各務原市須衛町7丁目という場所は、30余年に及ぶ私の仕事場である。街の中心部から少し離れた変哲もない山麓の田園地帯だが、ここに岐阜木材工業団地という協同組合が設立されて以降、ずっと通い続けている。

先週末の夕方のことだが、仕事を終えて愛車ブルーバードに向かうと、思いがけず正面に鮮やかな夕焼け空が広がっていた。接近中の台風に伴って断続的に降る長雨の途中の短かい晴れ間のことだ。あわてて携帯電話を取り出してカメラのシャッターを切った。

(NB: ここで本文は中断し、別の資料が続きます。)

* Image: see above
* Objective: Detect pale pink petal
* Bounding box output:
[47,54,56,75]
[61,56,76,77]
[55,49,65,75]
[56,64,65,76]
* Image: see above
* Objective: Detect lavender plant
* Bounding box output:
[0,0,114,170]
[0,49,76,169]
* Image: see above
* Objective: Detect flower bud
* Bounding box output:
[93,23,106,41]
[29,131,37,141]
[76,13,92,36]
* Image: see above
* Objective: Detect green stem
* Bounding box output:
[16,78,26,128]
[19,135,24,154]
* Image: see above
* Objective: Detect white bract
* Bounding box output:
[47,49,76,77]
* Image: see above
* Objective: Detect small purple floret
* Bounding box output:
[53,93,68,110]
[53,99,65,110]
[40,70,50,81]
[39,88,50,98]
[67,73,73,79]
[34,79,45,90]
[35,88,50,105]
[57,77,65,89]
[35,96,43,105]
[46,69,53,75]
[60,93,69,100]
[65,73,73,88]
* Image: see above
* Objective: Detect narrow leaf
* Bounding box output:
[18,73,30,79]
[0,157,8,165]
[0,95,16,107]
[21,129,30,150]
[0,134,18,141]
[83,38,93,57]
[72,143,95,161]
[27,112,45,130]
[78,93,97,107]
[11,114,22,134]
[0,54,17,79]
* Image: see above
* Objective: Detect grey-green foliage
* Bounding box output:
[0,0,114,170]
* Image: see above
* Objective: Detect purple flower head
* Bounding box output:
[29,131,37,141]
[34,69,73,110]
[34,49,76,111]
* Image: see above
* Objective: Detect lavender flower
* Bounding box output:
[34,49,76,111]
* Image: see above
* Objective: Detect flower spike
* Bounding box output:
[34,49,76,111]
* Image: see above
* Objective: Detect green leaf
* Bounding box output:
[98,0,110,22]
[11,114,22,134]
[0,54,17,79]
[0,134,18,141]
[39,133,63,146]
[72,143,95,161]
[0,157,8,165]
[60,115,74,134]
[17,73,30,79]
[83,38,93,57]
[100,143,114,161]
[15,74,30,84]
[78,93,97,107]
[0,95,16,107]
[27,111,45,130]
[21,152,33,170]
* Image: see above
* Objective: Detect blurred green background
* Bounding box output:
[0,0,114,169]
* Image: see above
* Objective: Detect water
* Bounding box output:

この夕焼けには鮮明な思い出がある。もう20数年も以前のことだが、その頃私は前の勤務先で経営者の一員だった。とはいえ、会社という組織になじめず、木材というマテリアルにも興味が持てないでいた。毎日を鬱々として過ごしていた私のせめてもの救いは、事務所を抜け出して工場の周辺を一人で歩きまわることだった。恥ずかしいことだが、私は自分に囚われるばかりで、他のことは何一つ見えず、聞こえず、考えないでいたのである。けれども、ある日突然に、燦然と輝く夕焼けが見えた。
私の小さな悩みなどとは全く無関係に、夕焼けは厳然としてそこにあった。これほど美しかった光景との出会いは、他には思い出すことができないほどだ。

あれから二昔を超える時間が流れた。時代は変わり、気がつくと身辺の様子も随分と変わってしまった。喜びや悲しみを共にしてきた家族や友人も少なからず鬼籍に入ってしまっている。